San Luis Obispo County officials counted fewer homeless individuals in 2017 than during the last survey two years ago, although heavy rains that prompted some to seek shelter may have contributed to the decline.
The county on Friday released the results of its biennial homeless survey, also known as the Point-in-Time Count, which is required by the U.S. Department of Housing and Urban Development and was conducted throughout the region on Jan. 30.
About 54 volunteers and 36 individuals who had experienced homelessness canvassed the county, searching for people living in shelters, on the streets, in encampments and in cars, among other places.
The 2017 census showed a 26 percent overall decline from the last count in 2015. Volunteers made contact with 1,125 people, compared to 1,515 in 2015. Thirty-one percent of those individuals were living in an emergency shelter or transitional housing, while 69 percent were not.
The North County, North Coast and San Luis Obispo all saw declines in their homeless populations, while the South County saw a 40 percent uptick, probably because the region’s population was undercounted last time, according to Laurel Weir, the county’s homeless services coordinator.
The North County’s homeless population was down 60 percent, the North Coast’s population was down 30 percent and San Luis Obispo’s population was down 15 percent.
Volunteers also found fewer homeless veterans and families.

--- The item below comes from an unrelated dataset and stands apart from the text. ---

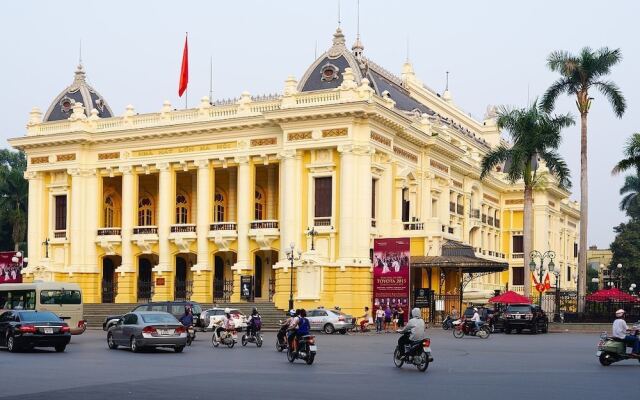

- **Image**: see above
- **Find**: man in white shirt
[611,309,640,356]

The survey noted 81 homeless veterans in 2017, down 38 percent from 2015. Forty-nine homeless families with children were counted in 2017, down 56 percent from 2015.
This year’s heavy winter rains likely reduced the number of people out on the streets, especially in the North County, Weir said.
“I think that section was undercounted,” she said. “The rain impacted North County a little more than other locations.”
Many homeless individuals living in that region take shelter around river and creek areas, which flooded with rainwater, she said. People who might ordinarily be found living there may have found shelter with friends or in hotels, where they couldn’t be counted, Weir said.
Law enforcement also continually swept river and creek areas to ensure public safety during the heavy rain, she said: “There were efforts to try and get people out of harm’s way.”
Although officials don’t share homeless survey information with law enforcement, this perception may have inhibited the North County count, Weir said.
Families with children are also undercounted during rainy weather, as they’re more likely to find sympathetic friends with whom to share space, she said.
In addition, the CalWORKs Housing Support Program, a state program that helps homeless families find permanent housing, may have also contributed to that population’s decline, Weir said. The program has housed 238 families since January 2015, she said.
The county’s homeless survey has been criticized for no longer using data from school districts to count homeless families. Weir said the county discontinued this practice in 2015 because the schools collect data differently and families were sometimes being counted twice — once on the street or in shelters and once through information from the schools.
Weir also said she was encouraged to see a decline in the number of homeless veterans, which she attributed to an increase in housing support, such as vouchers individuals can use to help pay their rent.
“If you have enough housing, you can actually bring those numbers down,” she said.